Completed

HDB Resale Price Estimator

Telegram bot for HDB resale price prediction using ensemble ML & ARIMA

System Architecture Visual

Project Overview

A Telegram bot that predicts Singapore HDB resale flat prices using an ensemble of Gradient Boosted Tree models (CatBoost, LightGBM, XGBoost) combined with ARIMA for time-series trend forecasting. Users interact through a natural-language chat interface powered by an LLM, with predictions served via a FastAPI backend.

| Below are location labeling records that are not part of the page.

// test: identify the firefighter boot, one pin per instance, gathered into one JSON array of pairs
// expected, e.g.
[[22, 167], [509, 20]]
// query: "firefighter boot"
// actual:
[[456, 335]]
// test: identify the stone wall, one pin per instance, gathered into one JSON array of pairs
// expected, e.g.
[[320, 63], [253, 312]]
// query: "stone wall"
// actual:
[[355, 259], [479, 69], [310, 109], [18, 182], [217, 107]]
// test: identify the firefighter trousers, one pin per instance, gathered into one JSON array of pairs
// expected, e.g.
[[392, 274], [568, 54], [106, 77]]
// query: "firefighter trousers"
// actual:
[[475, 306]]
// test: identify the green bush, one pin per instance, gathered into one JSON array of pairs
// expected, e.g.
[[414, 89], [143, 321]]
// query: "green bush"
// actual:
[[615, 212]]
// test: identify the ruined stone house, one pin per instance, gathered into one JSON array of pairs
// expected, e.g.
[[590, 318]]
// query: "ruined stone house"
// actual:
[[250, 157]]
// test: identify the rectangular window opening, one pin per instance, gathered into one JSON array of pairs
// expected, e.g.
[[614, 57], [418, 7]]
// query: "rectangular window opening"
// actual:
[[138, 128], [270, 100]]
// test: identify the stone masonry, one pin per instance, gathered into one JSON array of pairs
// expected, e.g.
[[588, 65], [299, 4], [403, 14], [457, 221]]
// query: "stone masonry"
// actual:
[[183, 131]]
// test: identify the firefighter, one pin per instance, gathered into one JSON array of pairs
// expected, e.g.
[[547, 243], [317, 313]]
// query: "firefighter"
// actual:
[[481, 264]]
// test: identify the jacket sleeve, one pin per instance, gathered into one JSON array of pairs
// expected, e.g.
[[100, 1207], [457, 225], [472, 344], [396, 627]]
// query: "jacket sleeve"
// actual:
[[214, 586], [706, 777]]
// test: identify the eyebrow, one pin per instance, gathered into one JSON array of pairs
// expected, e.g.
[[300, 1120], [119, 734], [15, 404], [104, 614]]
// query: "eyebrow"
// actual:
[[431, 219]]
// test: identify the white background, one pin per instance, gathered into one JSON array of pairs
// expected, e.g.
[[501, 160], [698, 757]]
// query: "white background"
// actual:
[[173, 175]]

Methodology & Architecture

1. Data Collection & Feature Engineering

Ingesting historical HDB resale transaction data from data.gov.sg, enriched with proximity features such as distance to MRT stations, schools, hawker centres, and shopping malls.

2. Ensemble ML Modelling

Training CatBoost, LightGBM, and XGBoost regressors individually, then combining predictions via a stacking/blending ensemble to minimize RMSE and capture non-linear property price signals.

3. Time-Series Adjustment (ARIMA)

Applying an ARIMA model on residual price trends to account for macroeconomic seasonality and month-on-month price movements, blended with the GBT ensemble output.

4. FastAPI Backend

Serving the combined prediction pipeline through a RESTful FastAPI service, handling input validation, feature transformation, and model inference at low latency.

5. LLM-Powered Chat Module

Integrating an LLM to parse natural-language queries from Telegram users, extract structured flat parameters (town, flat type, storey, floor area), and return human-readable price estimates with explanations.

Technologies Used

CatBoost
LightGBM
XGBoost
ARIMA
FastAPI
LLM
Telegram API

Key Learnings

  • Combining gradient boosted trees with ARIMA for hybrid price forecasting.
  • Engineering geo-spatial proximity features from multiple public Singapore datasets.
  • Building a conversational Telegram bot interface backed by an LLM for structured entity extraction.
  • Deploying a low-latency FastAPI inference server for real-time predictions.